PORT OF SPAIN, TRINIDAD, JULY 31 -- Moslem rebels who have held dozens of hostages since Friday in a coup attempt released Prime Minister Arthur Robinson today but continued to hold about 40 others, including seven members of Robinson's cabinet.

Robinson, 63, suffering from at least one bullet wound in the leg, exhaustion and glaucoma that has gone untreated since he was taken captive Friday, was taken out of the Parliament building, put into a Red Cross ambulance at about 1:20 p.m. and taken to an army base before being transported to the hospital.

"The prime minister of the Republic of Trinidad and Tobago is now safe {and} in good spirits," said Attorney General Anthony Smart at a news conference. "We continue to pray for the safe return of all those who are still held hostage."

It was unclear whether Robinson remained head of the Trinidad and Tobago government.

He said in a telephone interview late Monday that he had agreed to the rebels' demand for his resignation, but government spokesmen have said that they will not be held to any commitments Robinson made while in captivity and wired to explosives by the rebels.

Asked if Robinson will head the government negotiating team, Smart responded: "The prime minister as you know is not well. I would hardly think he is in any condition."

Smart cautioned that negotiations with the radical black Moslem group, Jamaat Muslimeen, were "at a very delicate stage" but gave no indication that a settlement of the crisis was near.

An armed forces spokesman, Maj. David Williams, said the rebels, some of whom are thought to have received training in Libya, "seemed to know what they're doing. . . . They operate like a trained force."

The prime minister's release came on the fifth day of the crisis that has gripped this two-island Caribbean republic of 1.3 million people since Friday, when 120 armed rebels stormed Trinidad and Tobago Television headquarters and the Parliament building, seizing hostages.

The group's leader, Yasin Abu Bakr, accused Robinson's government of corruption and said it was responsible for the "continued destitution" of the republic. Trinidad and Tobago has been hit hard by a fall in the price of oil, its main export, and unemployment is above 20 percent.

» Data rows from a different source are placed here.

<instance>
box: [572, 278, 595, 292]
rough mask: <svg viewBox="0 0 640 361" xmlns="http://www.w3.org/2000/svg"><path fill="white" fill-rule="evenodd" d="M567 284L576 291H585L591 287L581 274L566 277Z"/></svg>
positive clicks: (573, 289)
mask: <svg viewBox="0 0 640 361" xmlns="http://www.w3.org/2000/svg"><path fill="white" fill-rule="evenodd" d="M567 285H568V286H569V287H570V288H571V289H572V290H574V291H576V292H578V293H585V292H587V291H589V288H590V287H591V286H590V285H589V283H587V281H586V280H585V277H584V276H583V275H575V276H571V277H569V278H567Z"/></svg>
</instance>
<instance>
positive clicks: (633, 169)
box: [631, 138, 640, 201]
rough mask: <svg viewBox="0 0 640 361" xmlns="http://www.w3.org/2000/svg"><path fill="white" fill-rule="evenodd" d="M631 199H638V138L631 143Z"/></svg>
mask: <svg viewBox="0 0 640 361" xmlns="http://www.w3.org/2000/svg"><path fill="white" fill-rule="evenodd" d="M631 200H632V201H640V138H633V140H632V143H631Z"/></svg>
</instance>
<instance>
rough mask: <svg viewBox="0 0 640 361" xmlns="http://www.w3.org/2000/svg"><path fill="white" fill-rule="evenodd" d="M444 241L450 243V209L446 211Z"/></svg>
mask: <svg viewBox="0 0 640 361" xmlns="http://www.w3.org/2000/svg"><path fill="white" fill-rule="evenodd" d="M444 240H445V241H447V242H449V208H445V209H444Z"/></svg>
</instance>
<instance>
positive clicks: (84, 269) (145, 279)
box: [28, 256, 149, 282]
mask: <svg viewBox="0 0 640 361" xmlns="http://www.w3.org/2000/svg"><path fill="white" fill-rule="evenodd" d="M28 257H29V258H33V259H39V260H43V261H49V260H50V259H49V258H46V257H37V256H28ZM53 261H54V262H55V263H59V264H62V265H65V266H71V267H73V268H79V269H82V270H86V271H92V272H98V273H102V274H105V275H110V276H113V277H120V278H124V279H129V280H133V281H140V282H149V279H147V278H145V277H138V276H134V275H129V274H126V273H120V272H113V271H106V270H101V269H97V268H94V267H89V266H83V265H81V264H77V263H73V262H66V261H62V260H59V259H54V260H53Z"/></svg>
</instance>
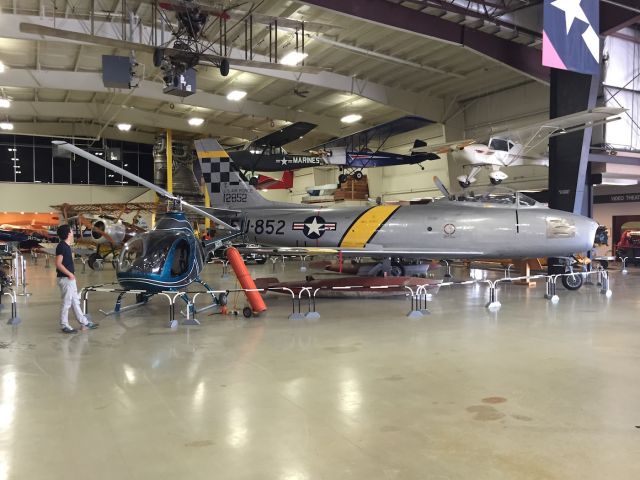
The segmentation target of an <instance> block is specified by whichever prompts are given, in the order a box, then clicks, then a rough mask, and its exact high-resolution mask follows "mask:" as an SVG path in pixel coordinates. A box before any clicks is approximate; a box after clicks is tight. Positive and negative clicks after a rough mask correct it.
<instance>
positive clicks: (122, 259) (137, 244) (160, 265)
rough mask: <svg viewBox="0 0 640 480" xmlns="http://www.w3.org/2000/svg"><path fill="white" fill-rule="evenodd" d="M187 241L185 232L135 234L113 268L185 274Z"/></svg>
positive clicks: (144, 274)
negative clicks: (117, 266) (137, 235)
mask: <svg viewBox="0 0 640 480" xmlns="http://www.w3.org/2000/svg"><path fill="white" fill-rule="evenodd" d="M189 240H190V237H189V235H188V234H187V233H186V232H175V231H173V232H171V231H162V230H154V231H151V232H147V233H143V234H141V235H138V236H136V237H135V238H133V239H132V240H130V241H129V242H127V244H126V245H125V247H124V248H123V249H122V252H121V254H120V259H119V261H118V269H117V271H118V273H132V274H143V275H149V274H151V275H169V276H170V277H179V276H182V275H185V274H186V273H187V272H188V271H189V266H190V263H191V262H190V260H191V257H192V246H191V244H190V241H189Z"/></svg>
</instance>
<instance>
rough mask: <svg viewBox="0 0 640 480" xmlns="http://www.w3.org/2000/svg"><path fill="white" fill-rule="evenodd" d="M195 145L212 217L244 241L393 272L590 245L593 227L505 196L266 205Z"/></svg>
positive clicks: (230, 161)
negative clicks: (355, 261) (317, 253)
mask: <svg viewBox="0 0 640 480" xmlns="http://www.w3.org/2000/svg"><path fill="white" fill-rule="evenodd" d="M195 146H196V151H197V154H198V157H199V159H200V162H201V167H202V173H203V177H204V180H205V183H206V184H208V186H209V189H210V198H211V202H212V205H214V206H215V207H216V208H217V209H218V210H217V211H216V213H217V214H219V215H222V218H224V219H225V221H226V222H228V223H230V224H232V225H234V226H235V227H236V228H237V229H238V230H239V231H240V232H241V233H242V235H243V236H245V237H246V238H247V241H251V242H255V243H260V244H263V245H272V246H277V247H289V248H295V249H308V250H309V252H310V253H311V252H313V249H318V248H320V249H324V251H325V252H327V251H333V252H336V253H340V254H341V255H344V256H368V257H374V258H379V259H387V260H391V264H395V266H396V267H397V268H398V273H399V274H401V273H402V261H401V259H456V258H464V259H477V258H539V257H569V256H571V255H572V254H574V253H578V252H584V251H587V250H590V249H591V248H592V246H593V242H594V237H595V233H596V229H597V227H598V224H597V223H596V222H595V221H593V220H591V219H590V218H587V217H583V216H580V215H576V214H573V213H568V212H564V211H559V210H552V209H549V208H547V207H545V206H543V205H541V204H540V203H537V202H536V201H535V200H533V199H531V198H529V197H527V196H526V195H524V194H521V193H517V192H510V191H509V192H498V191H494V192H492V193H488V194H486V195H484V196H482V197H477V196H465V197H453V196H450V195H447V196H445V198H442V199H440V200H437V201H434V202H432V203H430V204H426V205H409V206H397V205H378V206H358V207H335V206H313V207H310V206H307V205H300V204H291V203H282V202H272V201H269V200H267V199H265V198H264V197H262V196H261V195H260V193H259V192H258V191H256V190H255V189H254V188H252V187H251V186H250V185H248V184H247V183H246V182H245V181H244V180H243V179H242V178H241V177H240V175H239V173H238V170H237V169H236V168H235V166H234V164H233V161H232V160H231V158H229V156H228V155H227V153H226V152H225V151H224V150H223V149H222V147H221V146H220V144H219V143H218V142H217V141H216V140H213V139H204V140H196V142H195ZM446 193H448V192H446ZM220 209H222V210H220Z"/></svg>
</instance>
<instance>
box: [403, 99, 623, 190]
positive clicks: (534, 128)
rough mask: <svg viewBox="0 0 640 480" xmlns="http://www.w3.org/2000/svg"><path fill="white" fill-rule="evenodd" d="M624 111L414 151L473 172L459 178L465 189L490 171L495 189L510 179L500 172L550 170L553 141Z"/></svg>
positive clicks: (496, 130) (551, 121)
mask: <svg viewBox="0 0 640 480" xmlns="http://www.w3.org/2000/svg"><path fill="white" fill-rule="evenodd" d="M623 111H624V109H623V108H610V107H599V108H593V109H591V110H585V111H582V112H578V113H573V114H570V115H565V116H563V117H557V118H552V119H550V120H546V121H544V122H538V123H533V124H529V125H524V126H522V127H518V128H509V127H497V128H494V129H492V135H491V137H490V138H489V142H488V143H487V144H486V145H485V144H481V143H477V142H476V141H475V140H460V141H455V142H449V143H444V144H439V145H430V146H427V145H424V146H420V147H415V148H414V149H413V150H412V151H413V152H416V153H427V152H430V153H436V154H443V153H449V152H451V153H452V154H453V158H454V159H455V160H457V161H459V162H461V163H462V164H463V165H464V166H465V167H469V168H471V170H470V172H469V174H468V175H461V176H459V177H458V182H459V183H460V185H461V186H462V187H463V188H466V187H468V186H470V185H471V184H472V183H474V182H475V181H476V180H477V178H476V177H477V175H478V173H479V172H480V170H481V169H482V167H488V168H489V169H490V170H491V171H490V173H489V180H490V181H491V183H492V184H493V185H498V184H499V183H500V182H502V181H503V180H505V179H507V178H508V175H507V174H506V173H505V172H503V171H502V170H501V168H502V167H513V166H521V165H541V166H545V167H548V166H549V156H548V153H547V142H548V140H549V138H550V137H553V136H557V135H561V134H565V133H569V132H573V131H578V130H583V129H585V128H589V127H593V126H595V125H598V124H601V123H604V122H609V121H612V120H617V118H610V117H613V116H615V115H618V114H619V113H622V112H623Z"/></svg>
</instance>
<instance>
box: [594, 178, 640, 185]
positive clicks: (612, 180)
mask: <svg viewBox="0 0 640 480" xmlns="http://www.w3.org/2000/svg"><path fill="white" fill-rule="evenodd" d="M637 184H638V180H634V179H632V178H603V179H602V183H601V184H600V185H637Z"/></svg>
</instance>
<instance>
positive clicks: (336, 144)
mask: <svg viewBox="0 0 640 480" xmlns="http://www.w3.org/2000/svg"><path fill="white" fill-rule="evenodd" d="M430 123H433V122H432V121H431V120H427V119H426V118H422V117H418V116H415V115H407V116H404V117H400V118H397V119H395V120H391V121H390V122H386V123H382V124H380V125H376V126H375V127H371V128H367V129H365V130H361V131H359V132H356V133H352V134H350V135H346V136H344V137H340V138H334V139H331V140H329V141H328V142H325V143H322V144H320V145H316V146H315V147H312V148H310V149H309V150H326V149H328V148H332V147H346V148H347V149H348V150H351V151H357V150H361V149H362V148H364V147H366V146H367V144H368V143H369V142H370V141H371V140H373V139H376V138H378V139H382V140H386V139H387V138H388V137H391V136H392V135H398V134H399V133H404V132H410V131H411V130H415V129H417V128H422V127H424V126H426V125H429V124H430Z"/></svg>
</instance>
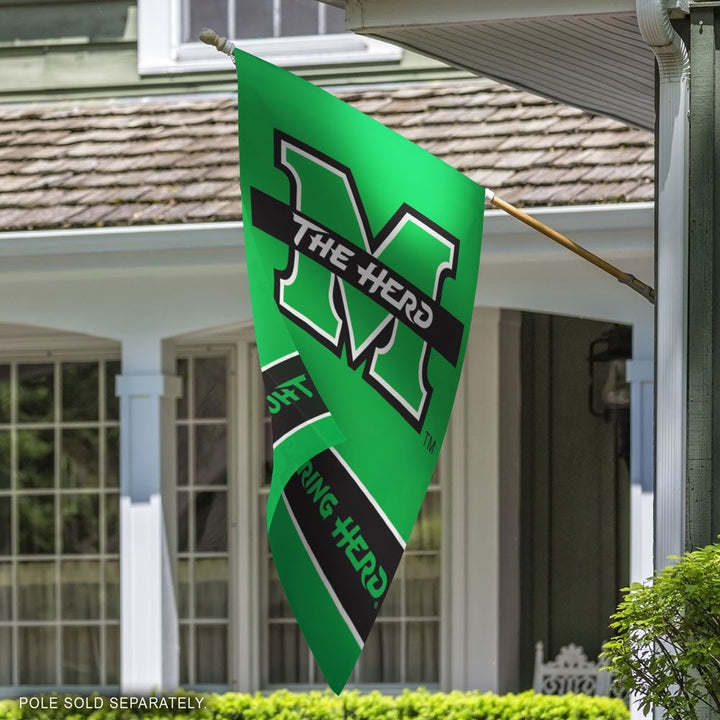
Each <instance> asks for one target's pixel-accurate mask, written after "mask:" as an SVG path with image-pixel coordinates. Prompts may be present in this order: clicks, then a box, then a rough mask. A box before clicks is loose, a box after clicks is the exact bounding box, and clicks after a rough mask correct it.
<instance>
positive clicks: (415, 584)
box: [405, 555, 440, 617]
mask: <svg viewBox="0 0 720 720" xmlns="http://www.w3.org/2000/svg"><path fill="white" fill-rule="evenodd" d="M405 574H406V576H407V610H406V614H407V615H408V616H410V617H437V616H439V615H440V558H439V557H438V556H437V555H416V556H412V555H410V556H408V557H406V558H405Z"/></svg>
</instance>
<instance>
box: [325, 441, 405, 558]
mask: <svg viewBox="0 0 720 720" xmlns="http://www.w3.org/2000/svg"><path fill="white" fill-rule="evenodd" d="M328 450H330V452H331V453H333V455H335V457H336V458H337V459H338V461H339V462H340V464H341V465H342V466H343V467H344V468H345V470H347V473H348V475H350V477H352V479H353V480H354V481H355V484H356V485H357V486H358V487H359V488H360V489H361V490H362V491H363V492H364V493H365V497H367V499H368V500H369V501H370V504H371V505H372V506H373V507H374V508H375V511H376V512H377V514H378V515H379V516H380V517H381V518H382V519H383V521H384V522H385V524H386V525H387V527H388V530H390V532H391V533H392V534H393V535H394V536H395V539H396V540H397V541H398V543H399V544H400V546H401V547H402V549H403V552H405V541H404V540H403V539H402V536H401V535H400V533H399V532H398V531H397V528H396V527H395V526H394V525H393V524H392V522H391V521H390V518H389V517H388V516H387V515H386V514H385V511H384V510H383V509H382V508H381V507H380V506H379V505H378V504H377V502H376V501H375V498H374V497H373V496H372V495H371V494H370V492H369V491H368V489H367V488H366V487H365V486H364V485H363V484H362V482H361V481H360V478H359V477H358V476H357V475H356V474H355V473H354V472H353V471H352V470H351V469H350V466H349V465H348V464H347V462H346V460H345V458H344V457H343V456H342V455H340V453H339V452H338V451H337V450H336V449H335V448H334V447H332V448H328Z"/></svg>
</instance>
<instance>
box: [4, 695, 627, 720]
mask: <svg viewBox="0 0 720 720" xmlns="http://www.w3.org/2000/svg"><path fill="white" fill-rule="evenodd" d="M46 697H55V698H56V700H55V701H54V704H55V705H57V706H58V707H57V708H56V709H45V710H42V709H40V710H38V709H36V710H33V709H30V708H29V707H27V705H25V706H24V707H22V708H21V707H20V704H19V702H18V701H17V700H5V701H0V720H60V719H61V718H62V720H134V719H135V718H143V720H628V718H629V714H628V710H627V708H626V707H625V705H624V704H623V703H622V702H621V701H619V700H612V699H610V698H601V697H600V698H599V697H589V696H585V695H564V696H554V695H536V694H535V693H533V692H524V693H521V694H519V695H493V694H492V693H484V694H483V693H479V692H451V693H429V692H427V691H425V690H419V691H417V692H410V691H405V692H403V693H402V694H401V695H399V696H398V697H391V696H388V695H382V694H380V693H378V692H371V693H367V694H360V693H358V692H356V691H349V692H343V693H341V694H340V695H339V696H335V695H333V694H332V693H330V692H325V693H321V692H310V693H292V692H288V691H286V690H281V691H279V692H275V693H273V694H272V695H259V694H258V695H243V694H240V693H227V694H225V695H204V696H203V695H200V694H194V693H188V694H186V695H182V697H187V698H203V702H202V707H201V709H195V710H192V711H178V710H177V709H176V710H167V711H162V710H157V709H144V710H143V709H134V710H129V709H122V708H113V707H111V702H110V699H108V698H104V699H102V700H91V701H89V702H88V705H91V706H92V705H101V707H99V709H94V708H93V707H88V708H80V709H73V708H72V699H71V700H68V701H67V704H69V705H70V706H71V709H66V707H65V706H66V698H73V697H74V696H70V695H55V696H46ZM93 697H96V696H93ZM80 702H82V701H80Z"/></svg>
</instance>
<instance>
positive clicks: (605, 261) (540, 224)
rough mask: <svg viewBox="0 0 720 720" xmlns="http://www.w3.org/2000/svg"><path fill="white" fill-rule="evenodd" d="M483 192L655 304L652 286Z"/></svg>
mask: <svg viewBox="0 0 720 720" xmlns="http://www.w3.org/2000/svg"><path fill="white" fill-rule="evenodd" d="M485 193H486V197H487V200H488V201H489V202H490V204H491V205H493V206H494V207H496V208H498V209H499V210H503V211H505V212H506V213H508V215H512V216H513V217H514V218H517V219H518V220H520V222H523V223H525V224H526V225H528V226H529V227H531V228H533V230H537V231H538V232H540V233H542V234H543V235H545V236H546V237H549V238H550V239H551V240H554V241H555V242H556V243H559V244H560V245H562V246H563V247H565V248H567V249H568V250H570V251H571V252H574V253H575V254H576V255H579V256H580V257H581V258H583V259H584V260H587V261H588V262H590V263H592V264H593V265H595V266H596V267H599V268H600V269H601V270H604V271H605V272H606V273H608V274H609V275H612V276H613V277H614V278H616V279H617V280H618V281H619V282H621V283H623V285H627V286H628V287H629V288H632V289H633V290H635V292H637V293H640V295H642V296H643V297H644V298H645V299H646V300H648V301H649V302H650V303H652V304H653V305H654V304H655V290H653V288H651V287H650V286H649V285H646V284H645V283H644V282H642V281H640V280H638V279H637V278H636V277H635V276H634V275H631V274H630V273H626V272H623V271H622V270H620V269H619V268H616V267H615V266H614V265H611V264H610V263H609V262H607V261H606V260H603V259H602V258H601V257H598V256H597V255H595V254H594V253H591V252H590V251H589V250H586V249H585V248H584V247H582V246H581V245H578V244H577V243H576V242H573V241H572V240H570V238H566V237H565V236H564V235H561V234H560V233H559V232H557V230H553V229H552V228H551V227H548V226H547V225H545V224H544V223H542V222H540V221H539V220H538V219H537V218H534V217H532V216H531V215H528V214H527V213H526V212H523V211H522V210H520V208H516V207H515V206H514V205H511V204H510V203H509V202H507V201H505V200H503V199H502V198H499V197H498V196H497V195H496V194H495V193H494V192H493V191H492V190H486V191H485Z"/></svg>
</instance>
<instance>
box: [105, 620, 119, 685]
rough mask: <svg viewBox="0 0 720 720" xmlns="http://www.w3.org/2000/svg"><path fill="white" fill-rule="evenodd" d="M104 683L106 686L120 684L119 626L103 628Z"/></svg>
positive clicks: (114, 625) (115, 625)
mask: <svg viewBox="0 0 720 720" xmlns="http://www.w3.org/2000/svg"><path fill="white" fill-rule="evenodd" d="M105 658H106V662H107V665H106V666H105V682H107V684H108V685H119V684H120V626H119V625H108V626H107V627H106V628H105Z"/></svg>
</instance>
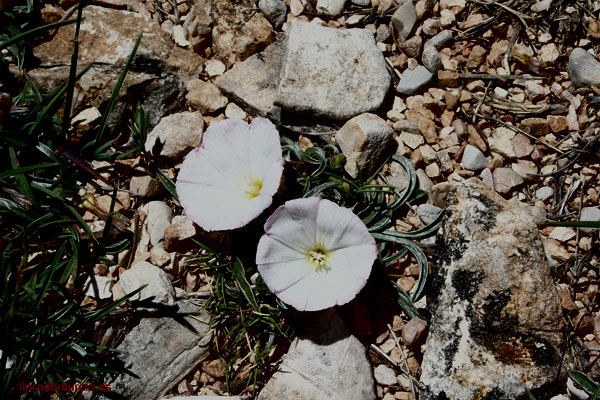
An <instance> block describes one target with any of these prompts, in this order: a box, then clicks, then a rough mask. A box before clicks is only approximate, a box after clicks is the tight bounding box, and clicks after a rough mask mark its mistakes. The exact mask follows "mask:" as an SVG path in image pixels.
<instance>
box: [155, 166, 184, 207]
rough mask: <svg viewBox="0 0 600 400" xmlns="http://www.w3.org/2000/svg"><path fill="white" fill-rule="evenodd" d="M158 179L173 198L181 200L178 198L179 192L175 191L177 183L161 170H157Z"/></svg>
mask: <svg viewBox="0 0 600 400" xmlns="http://www.w3.org/2000/svg"><path fill="white" fill-rule="evenodd" d="M156 178H157V179H158V180H159V181H160V183H162V185H163V186H164V187H165V189H167V191H168V192H169V193H170V194H171V196H173V198H174V199H176V200H179V197H178V196H177V190H176V189H175V183H174V182H173V181H172V180H171V179H170V178H169V177H168V176H167V175H165V173H164V172H162V170H161V169H160V168H158V169H157V170H156Z"/></svg>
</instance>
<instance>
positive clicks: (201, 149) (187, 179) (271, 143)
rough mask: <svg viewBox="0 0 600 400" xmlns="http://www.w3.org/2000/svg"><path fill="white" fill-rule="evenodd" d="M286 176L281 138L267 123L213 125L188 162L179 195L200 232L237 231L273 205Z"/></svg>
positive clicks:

A 6 p.m.-to-noon curfew continued to be in effect for most of the island today. During the six afternoon hours people were allowed on the streets, they combed markets in search of rice, flour, cooking oil and other staples that are in short supply after several days of looting. Scattered looting continued today, and the crackle of gunfire could be heard occasionally through the city.

Abu Bakr said in telephone interviews before Robinson's release that the prime minister was in deteriorating health. He told negotiators that Robinson was suffering from glaucoma and indicated the group's willingness to release him.

"We have a sick man, come and get him!" he said. "We don't want this man to suffer. We are humanitarians."

Abu Bakr, a 48-year-old former policeman, today invited Jesse Jackson and former president Jimmy Carter to intervene to resolve the crisis, Reuter reported. Jackson, in an interview with CNN television, indicated he would be willing to play a role in resolving the emergency. Reuter reported that a Carter spokeswoman in Atlanta said the former president was out of the country and likely to be unaware of Abu Bakr's request.

News services reported that Abu Bakr sought outside mediators because, he claimed, the government had refused further negotiations with him. But government spokesmen said "discussions" were continuing under the leadership of cabinet minister Winston Dookeran, who is deputy political leader of Robinson's party, the National Alliance for Recovery.

Abu Bakr also said that the rebels have not received any food. Government officials said they believed several dead bodies were inside the Parliament building, known as Red House.

After strong hints Monday afternoon that an agreement between the government and rebels was imminent, negotiations seemed to founder Monday evening.

There were signs today that among the obstacles was the reluctance of the country's 1,500-member armed forces to grant the rebels' demands for amnesty. Government sources have also said negotiations hit a snag over the rebels' insistence that they be allowed to keep their arms when they leave Red House and the television station.

"The military I know is specifically opposed to amnesty," said U.S. Ambassador Charles A. Gargano. However, he said, the armed forces would follow the lead of the civilian government.

A government spokesman, Gregory Shaw, said the rebels' demands shifted, making negotiations difficult. "Demands have been escalating from their side," he said. "Some of the demands are clearly impossible or difficult to meet."

Smart, the attorney general, said the government had "the situation under control" and had not asked for outside military help. A joint Caribbean task force of soldiers from Jamaica, Barbados and Dominica was reported to be standing by in Barbados, ready to assist the Trinidad and Tobago Defense Force.

Gargano said the United States "hasn't been asked and we're not considering any military assistance at this time."

He said he did not expect that it would be necessary to evacuate the several thousand American residents and tourists on the islands. "We don't see the situation right now as one that requires {evacuation}. . . . This isn't a revolution-type situation, it's a hostage situation."

Gargano said the United States was preparing contingency plans to supply food. He said shortages of provisions could be acute by the time the crisis ends.